Sunday, July 12, 2015

Water Hyssop - Bacopa monnieri



Water hyssop (Bacopa monnieri) is an herbaceous perennial that occurs throughout Florida, the rest of the lowest tier of states across the U.S., and into the West Indies and parts of Central America. It is a mat-forming species that creeps across the ground, rooting as it advances from the nodes on its stem.  Ultimately, individual plants form large masses that meet each other and become indistinguishable.  It dies back to the ground each winter, however, and returns again in early spring.

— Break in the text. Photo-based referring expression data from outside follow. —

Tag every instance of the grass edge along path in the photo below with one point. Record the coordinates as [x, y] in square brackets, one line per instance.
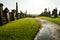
[22, 29]
[55, 20]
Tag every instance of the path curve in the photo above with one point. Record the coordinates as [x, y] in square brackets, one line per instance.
[48, 31]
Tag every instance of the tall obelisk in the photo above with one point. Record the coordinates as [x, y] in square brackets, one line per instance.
[17, 10]
[1, 14]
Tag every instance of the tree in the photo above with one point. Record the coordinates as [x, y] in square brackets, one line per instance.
[54, 12]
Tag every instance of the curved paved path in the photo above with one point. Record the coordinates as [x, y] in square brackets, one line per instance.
[48, 31]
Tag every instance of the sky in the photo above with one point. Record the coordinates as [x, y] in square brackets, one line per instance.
[32, 6]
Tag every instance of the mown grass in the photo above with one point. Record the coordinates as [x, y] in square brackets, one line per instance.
[23, 29]
[55, 20]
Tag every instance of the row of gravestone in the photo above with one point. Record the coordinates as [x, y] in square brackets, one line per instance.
[6, 16]
[48, 13]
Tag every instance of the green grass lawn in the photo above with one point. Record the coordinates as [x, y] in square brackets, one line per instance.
[55, 20]
[23, 29]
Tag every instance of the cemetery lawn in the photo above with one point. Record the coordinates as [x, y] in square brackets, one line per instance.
[55, 20]
[22, 29]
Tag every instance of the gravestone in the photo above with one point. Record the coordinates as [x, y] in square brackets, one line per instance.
[2, 18]
[6, 15]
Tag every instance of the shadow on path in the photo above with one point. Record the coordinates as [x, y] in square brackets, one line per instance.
[48, 31]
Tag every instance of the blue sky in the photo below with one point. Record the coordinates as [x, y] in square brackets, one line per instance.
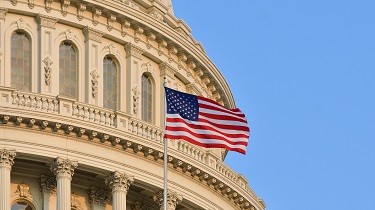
[304, 74]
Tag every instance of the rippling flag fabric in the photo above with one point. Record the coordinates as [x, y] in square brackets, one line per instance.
[204, 122]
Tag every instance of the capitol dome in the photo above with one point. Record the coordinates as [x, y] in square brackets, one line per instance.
[81, 109]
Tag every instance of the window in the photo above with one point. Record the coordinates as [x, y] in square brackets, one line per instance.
[20, 61]
[109, 83]
[68, 70]
[21, 205]
[146, 98]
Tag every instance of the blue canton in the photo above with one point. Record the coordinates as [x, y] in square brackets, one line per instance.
[186, 105]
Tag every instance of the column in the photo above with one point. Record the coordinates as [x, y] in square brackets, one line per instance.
[119, 184]
[63, 170]
[132, 78]
[48, 188]
[6, 163]
[173, 198]
[98, 198]
[3, 13]
[93, 72]
[49, 72]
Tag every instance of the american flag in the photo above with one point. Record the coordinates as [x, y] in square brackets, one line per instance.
[204, 122]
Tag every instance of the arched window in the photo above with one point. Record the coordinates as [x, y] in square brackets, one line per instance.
[21, 205]
[109, 83]
[20, 61]
[146, 98]
[68, 74]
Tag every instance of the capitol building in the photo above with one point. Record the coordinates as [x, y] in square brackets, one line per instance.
[82, 109]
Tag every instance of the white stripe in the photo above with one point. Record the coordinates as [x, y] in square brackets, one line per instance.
[232, 131]
[217, 106]
[210, 132]
[205, 141]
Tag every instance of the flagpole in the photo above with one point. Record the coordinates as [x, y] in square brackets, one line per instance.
[165, 153]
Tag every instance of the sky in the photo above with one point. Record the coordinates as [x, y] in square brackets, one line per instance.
[303, 72]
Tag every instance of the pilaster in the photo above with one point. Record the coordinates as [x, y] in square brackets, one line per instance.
[49, 71]
[63, 170]
[173, 199]
[133, 77]
[119, 184]
[6, 163]
[3, 13]
[94, 85]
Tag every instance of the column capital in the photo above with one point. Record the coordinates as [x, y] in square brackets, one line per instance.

In more tropical parts of its range, it is evergreen. As its name implies, water hyssop is a wetland plant that thrives at the edges of both freshwater and brackish water habitats. If  the ground is moist, it can persist in lawns and the edges of disturbed sites and it will tolerate partial sun as long as its moisture needs are met.  It prefers full sun and plenty of water.
Water hyssop rarely stands above 1-2 inches in height.  The lime green stems and the small oval leaves that are opposite each other are succulent in appearance and make it attractive as a ground cover. The leaves are without fragrance, unlike its close cousin, lemon bacopa (B. caroliniana).

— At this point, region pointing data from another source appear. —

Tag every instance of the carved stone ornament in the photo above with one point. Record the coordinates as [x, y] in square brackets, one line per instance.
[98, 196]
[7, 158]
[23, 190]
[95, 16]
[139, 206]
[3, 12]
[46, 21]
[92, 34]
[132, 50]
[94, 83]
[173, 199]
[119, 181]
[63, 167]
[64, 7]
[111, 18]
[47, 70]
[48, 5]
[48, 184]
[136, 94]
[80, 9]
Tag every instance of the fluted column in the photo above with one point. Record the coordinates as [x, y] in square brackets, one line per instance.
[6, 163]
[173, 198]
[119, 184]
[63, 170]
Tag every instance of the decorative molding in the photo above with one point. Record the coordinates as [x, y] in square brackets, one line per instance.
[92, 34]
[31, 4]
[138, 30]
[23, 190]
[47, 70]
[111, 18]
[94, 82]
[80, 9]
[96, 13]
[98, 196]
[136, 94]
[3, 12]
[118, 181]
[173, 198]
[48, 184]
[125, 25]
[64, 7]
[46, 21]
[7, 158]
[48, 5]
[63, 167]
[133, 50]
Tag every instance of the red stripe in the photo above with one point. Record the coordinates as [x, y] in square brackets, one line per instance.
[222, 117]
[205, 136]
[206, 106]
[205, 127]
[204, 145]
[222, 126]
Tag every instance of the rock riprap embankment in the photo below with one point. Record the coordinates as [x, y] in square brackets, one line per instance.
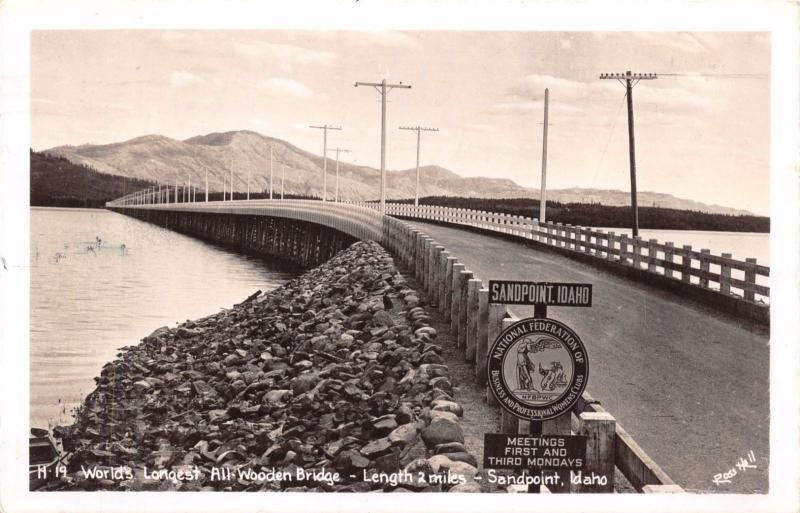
[333, 382]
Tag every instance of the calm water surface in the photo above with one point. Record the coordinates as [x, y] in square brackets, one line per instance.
[740, 245]
[87, 303]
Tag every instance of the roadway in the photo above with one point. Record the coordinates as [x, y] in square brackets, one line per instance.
[690, 384]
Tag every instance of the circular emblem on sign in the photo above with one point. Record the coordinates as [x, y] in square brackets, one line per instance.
[537, 369]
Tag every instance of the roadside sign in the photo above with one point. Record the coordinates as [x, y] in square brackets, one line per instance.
[522, 452]
[540, 293]
[537, 369]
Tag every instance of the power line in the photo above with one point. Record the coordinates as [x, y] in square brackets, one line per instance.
[629, 83]
[718, 75]
[418, 129]
[325, 129]
[608, 141]
[384, 89]
[338, 150]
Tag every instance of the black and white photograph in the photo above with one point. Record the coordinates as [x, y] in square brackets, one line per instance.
[520, 251]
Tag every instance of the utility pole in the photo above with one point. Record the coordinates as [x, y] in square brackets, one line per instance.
[628, 77]
[384, 89]
[338, 150]
[325, 129]
[418, 129]
[543, 192]
[270, 172]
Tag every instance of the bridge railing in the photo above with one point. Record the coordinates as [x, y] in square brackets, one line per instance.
[362, 223]
[746, 280]
[463, 300]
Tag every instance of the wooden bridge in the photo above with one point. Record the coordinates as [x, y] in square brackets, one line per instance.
[679, 339]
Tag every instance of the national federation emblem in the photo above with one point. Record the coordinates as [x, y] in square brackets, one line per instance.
[537, 369]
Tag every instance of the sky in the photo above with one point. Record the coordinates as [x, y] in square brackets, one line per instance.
[702, 128]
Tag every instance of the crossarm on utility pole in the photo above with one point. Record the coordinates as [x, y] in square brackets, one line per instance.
[625, 79]
[418, 129]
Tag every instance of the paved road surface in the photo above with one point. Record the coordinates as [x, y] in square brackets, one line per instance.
[689, 384]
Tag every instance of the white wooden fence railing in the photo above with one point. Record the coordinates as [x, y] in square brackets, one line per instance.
[462, 298]
[746, 280]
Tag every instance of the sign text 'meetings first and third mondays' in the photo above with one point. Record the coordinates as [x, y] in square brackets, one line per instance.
[540, 293]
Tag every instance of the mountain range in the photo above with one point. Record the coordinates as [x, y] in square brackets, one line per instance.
[162, 159]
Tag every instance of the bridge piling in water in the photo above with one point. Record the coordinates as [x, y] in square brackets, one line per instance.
[293, 241]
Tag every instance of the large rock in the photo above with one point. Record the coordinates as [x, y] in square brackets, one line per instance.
[442, 431]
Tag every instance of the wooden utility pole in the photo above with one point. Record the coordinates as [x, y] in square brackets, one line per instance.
[325, 129]
[418, 129]
[543, 192]
[338, 150]
[270, 172]
[384, 89]
[628, 78]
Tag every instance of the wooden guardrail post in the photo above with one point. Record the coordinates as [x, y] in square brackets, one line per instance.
[508, 422]
[587, 241]
[600, 431]
[725, 275]
[652, 255]
[636, 247]
[750, 277]
[461, 324]
[494, 326]
[420, 257]
[456, 297]
[686, 264]
[440, 282]
[704, 267]
[481, 340]
[436, 274]
[559, 242]
[610, 246]
[473, 286]
[426, 254]
[669, 258]
[447, 304]
[415, 236]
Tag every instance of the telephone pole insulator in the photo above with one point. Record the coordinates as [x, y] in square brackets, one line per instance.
[383, 88]
[325, 129]
[627, 79]
[418, 129]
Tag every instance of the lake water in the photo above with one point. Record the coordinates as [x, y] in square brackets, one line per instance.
[88, 303]
[740, 245]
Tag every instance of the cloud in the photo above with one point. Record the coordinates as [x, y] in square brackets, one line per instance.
[280, 86]
[287, 53]
[387, 38]
[183, 78]
[481, 127]
[176, 35]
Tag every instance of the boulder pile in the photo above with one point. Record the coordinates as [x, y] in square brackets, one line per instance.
[332, 382]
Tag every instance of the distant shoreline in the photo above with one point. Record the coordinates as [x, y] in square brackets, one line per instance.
[90, 209]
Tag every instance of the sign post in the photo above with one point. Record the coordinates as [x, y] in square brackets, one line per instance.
[537, 370]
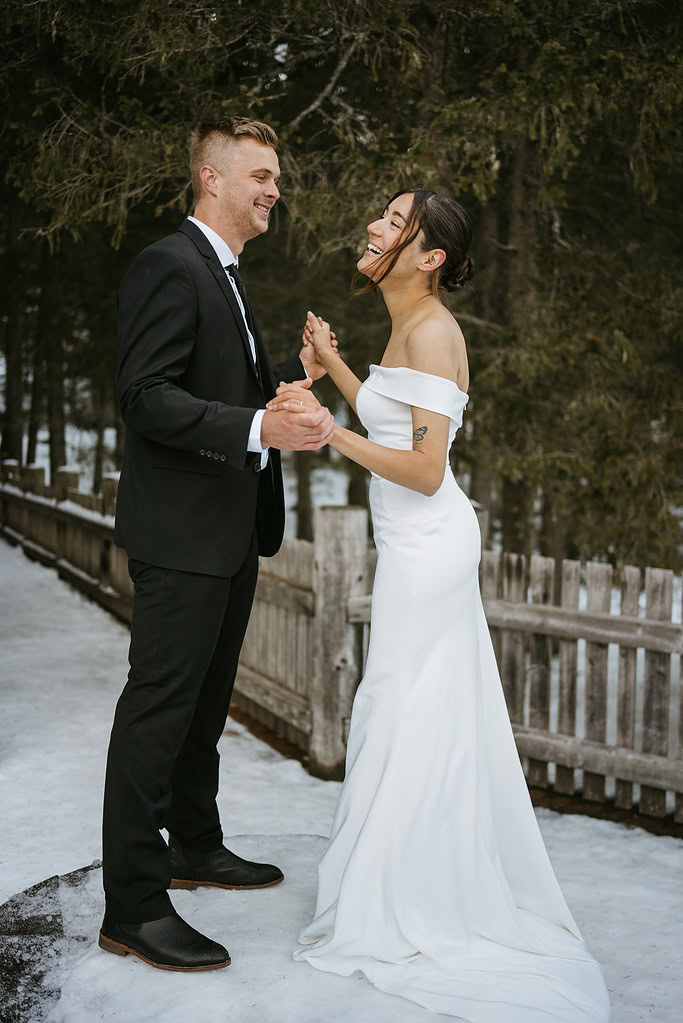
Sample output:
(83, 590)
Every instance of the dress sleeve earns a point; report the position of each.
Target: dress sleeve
(436, 394)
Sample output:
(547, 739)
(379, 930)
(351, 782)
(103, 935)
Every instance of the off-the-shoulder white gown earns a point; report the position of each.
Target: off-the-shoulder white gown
(436, 884)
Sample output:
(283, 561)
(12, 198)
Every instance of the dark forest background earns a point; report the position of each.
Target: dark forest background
(557, 125)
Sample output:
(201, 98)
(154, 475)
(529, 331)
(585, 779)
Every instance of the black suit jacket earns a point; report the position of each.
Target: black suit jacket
(190, 494)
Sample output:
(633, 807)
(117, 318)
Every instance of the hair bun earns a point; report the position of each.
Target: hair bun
(459, 276)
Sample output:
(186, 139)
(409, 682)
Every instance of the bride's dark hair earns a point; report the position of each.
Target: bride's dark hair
(445, 225)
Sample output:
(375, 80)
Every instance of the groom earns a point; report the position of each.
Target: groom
(199, 498)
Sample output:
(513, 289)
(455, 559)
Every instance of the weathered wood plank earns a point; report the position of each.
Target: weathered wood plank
(565, 624)
(592, 626)
(566, 714)
(600, 760)
(513, 643)
(340, 572)
(658, 601)
(284, 594)
(598, 585)
(284, 704)
(626, 699)
(540, 651)
(491, 585)
(678, 809)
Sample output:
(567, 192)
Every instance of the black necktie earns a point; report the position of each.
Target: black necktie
(241, 292)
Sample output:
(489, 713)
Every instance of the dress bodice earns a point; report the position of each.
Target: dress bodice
(384, 400)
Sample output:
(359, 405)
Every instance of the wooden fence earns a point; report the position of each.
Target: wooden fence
(594, 696)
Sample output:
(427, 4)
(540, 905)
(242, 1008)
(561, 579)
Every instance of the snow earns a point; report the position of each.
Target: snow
(63, 662)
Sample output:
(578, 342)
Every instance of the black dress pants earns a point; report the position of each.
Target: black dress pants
(162, 770)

Flowering occurs from spring into mid-fall, except in the more tropical parts of its range where it can bloom year round.  Small white to pinkish tubular blooms are lined in violet and composed of five petals. They attract the attention of small pollinators.
Water hyssop is the preferred larval food for White Peacock butterflies - the butterfly pictured below. They seek it out above other plants, like Phyla nodiflora, that are also sometimes used. We have a nice patch in our landscape that we planted next to the edge of our small landscape pond. The plants grow out into the open water as well as creep along the pond edge. It has never, however, ventured out into the rest of the yard as it is too dry.  Butterfly gardeners can also use this plant in hanging baskets when landscape conditions preclude adding it directly into the ground.  It is somewhat forgiving of very short-term drought, but it should be watered regularly. Because of its value to butterfly gardeners and its attractive foliage, water hyssop is rather widely propagated by commercial sources and should not be too difficult to find.